Common IAM Blind-Spots
Applications and infrastructure are moving to the cloud. Maybe a little at a time, perhaps all at once, and perhaps even without Information Security knowing about it. Workforce and customer identities, as well as data access control, need to extend to the cloud environments to support this. Many traditional tools may not be up to the task.
• Integrating workforce and customer identity lifecycle with and across various cloud services, applications, and platforms.
• Technical identity standards support (SCIM, SAML, OAuth, OpenID, FIDO, etc.)
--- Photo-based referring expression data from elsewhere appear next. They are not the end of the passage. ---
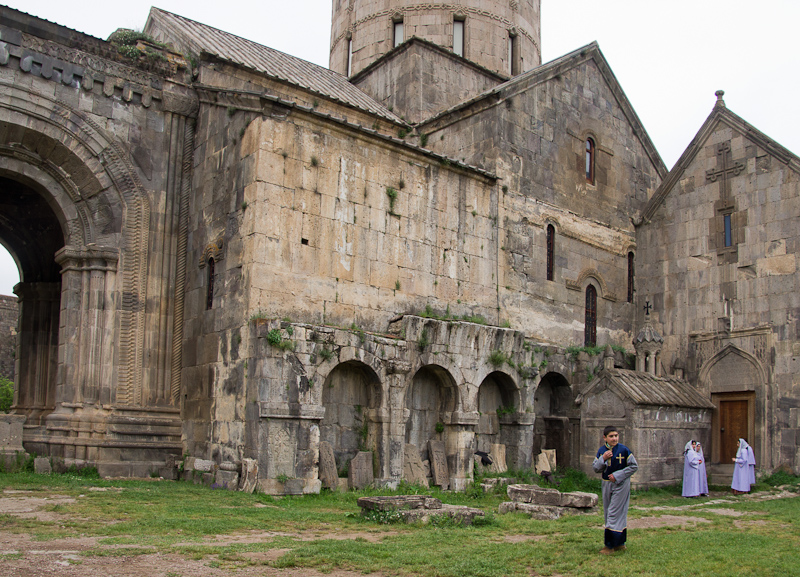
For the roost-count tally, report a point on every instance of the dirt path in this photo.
(21, 556)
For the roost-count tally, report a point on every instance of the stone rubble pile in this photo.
(547, 504)
(413, 508)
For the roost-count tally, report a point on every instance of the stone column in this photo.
(88, 324)
(37, 349)
(459, 443)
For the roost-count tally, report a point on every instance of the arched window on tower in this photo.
(630, 277)
(397, 36)
(590, 322)
(210, 285)
(551, 242)
(458, 36)
(590, 148)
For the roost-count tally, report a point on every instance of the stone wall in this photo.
(532, 135)
(9, 318)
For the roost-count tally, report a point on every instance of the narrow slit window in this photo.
(630, 277)
(458, 37)
(210, 286)
(728, 233)
(398, 33)
(590, 148)
(590, 323)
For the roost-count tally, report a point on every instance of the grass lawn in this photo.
(750, 536)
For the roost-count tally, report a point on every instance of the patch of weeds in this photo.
(260, 315)
(506, 410)
(497, 358)
(275, 339)
(359, 332)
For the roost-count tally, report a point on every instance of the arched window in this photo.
(551, 242)
(590, 323)
(630, 277)
(210, 285)
(590, 161)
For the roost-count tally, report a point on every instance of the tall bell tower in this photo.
(501, 35)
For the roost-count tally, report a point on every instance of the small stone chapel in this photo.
(288, 274)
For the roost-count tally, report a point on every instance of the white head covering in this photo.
(741, 452)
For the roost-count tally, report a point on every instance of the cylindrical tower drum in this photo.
(501, 35)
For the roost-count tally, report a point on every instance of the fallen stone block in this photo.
(249, 478)
(418, 508)
(227, 480)
(41, 465)
(540, 512)
(534, 494)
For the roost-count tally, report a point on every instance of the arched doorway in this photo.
(557, 424)
(32, 233)
(432, 394)
(350, 392)
(497, 398)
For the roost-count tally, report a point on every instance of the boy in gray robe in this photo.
(616, 463)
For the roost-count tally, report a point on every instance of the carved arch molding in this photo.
(98, 197)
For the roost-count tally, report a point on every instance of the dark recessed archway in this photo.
(32, 233)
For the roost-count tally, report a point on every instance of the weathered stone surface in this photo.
(418, 508)
(540, 512)
(534, 494)
(498, 453)
(249, 478)
(398, 502)
(578, 499)
(41, 465)
(11, 433)
(227, 479)
(360, 473)
(327, 466)
(438, 458)
(413, 469)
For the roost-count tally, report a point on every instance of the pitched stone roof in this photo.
(191, 36)
(557, 67)
(719, 114)
(646, 389)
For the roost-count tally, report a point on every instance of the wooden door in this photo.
(733, 426)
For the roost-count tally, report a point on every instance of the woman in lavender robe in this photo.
(741, 468)
(701, 470)
(691, 479)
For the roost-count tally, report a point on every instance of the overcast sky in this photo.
(669, 56)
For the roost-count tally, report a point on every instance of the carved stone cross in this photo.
(724, 169)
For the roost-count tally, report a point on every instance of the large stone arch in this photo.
(351, 396)
(84, 175)
(557, 424)
(736, 380)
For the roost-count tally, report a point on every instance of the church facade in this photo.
(230, 253)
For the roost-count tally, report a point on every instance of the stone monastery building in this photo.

• Data security and data loss prevention
• Authentication and privileged account management
Customer identities are managed in a very different way than workforce identities, and many organizations don’t consider this
to be a part of the IAM program. Business increasingly desires to give their customers more control over the security and use of their information access and authentication methods. Make CIAM a part of your IAM program to limit risk to the organization by providing secure solutions supporting your business customer security objectives. Customer identity is focused on customer choices rather than prescriptive control.
There are new technology standards, tools, and architectures needed that many traditional IAM programs may not have. If your organization has not recently done an IAM strategy and gap analysis for your IAM program, now is the time
• Data access and release authorization
• Social login – using your Gmail account for authentication
• Multi-factor authentication
• Password-less authentication and authentication tokens
• Self-service and profile management
• Risk-based authentication
With increasing mobile workforces, BYOD & IoT, 3rd party service providers, off-shore contractors, and cloud computing, our corporate networks are starting to look a lot more like the internet. Which side of the firewall your users are on is much less important than whom they are and what they should have access to. A new paradigm is gaining momentum, and it is based on leveraging user identities to establish the security perimeter of your systems.
• Verify everything, trust nothing
• Automated identity lifecycle management for internal and external users
• Role-based access control and attribute-based access control
• Multi-Factor authentication enforcement for privileged accounts
• Risk-based authentication and user behaviour analytics
• Network micro-segmentation
With all these factors playing a significant role in organizations, enterprises should strive to increase their security standards and make their IAM programs like an extra layer of protection from unknown security vulnerabilities and cybersecurity breaches. It is only with a robust IAM infrastructure that we can ensure consistent and standard access rules and policies across organizations.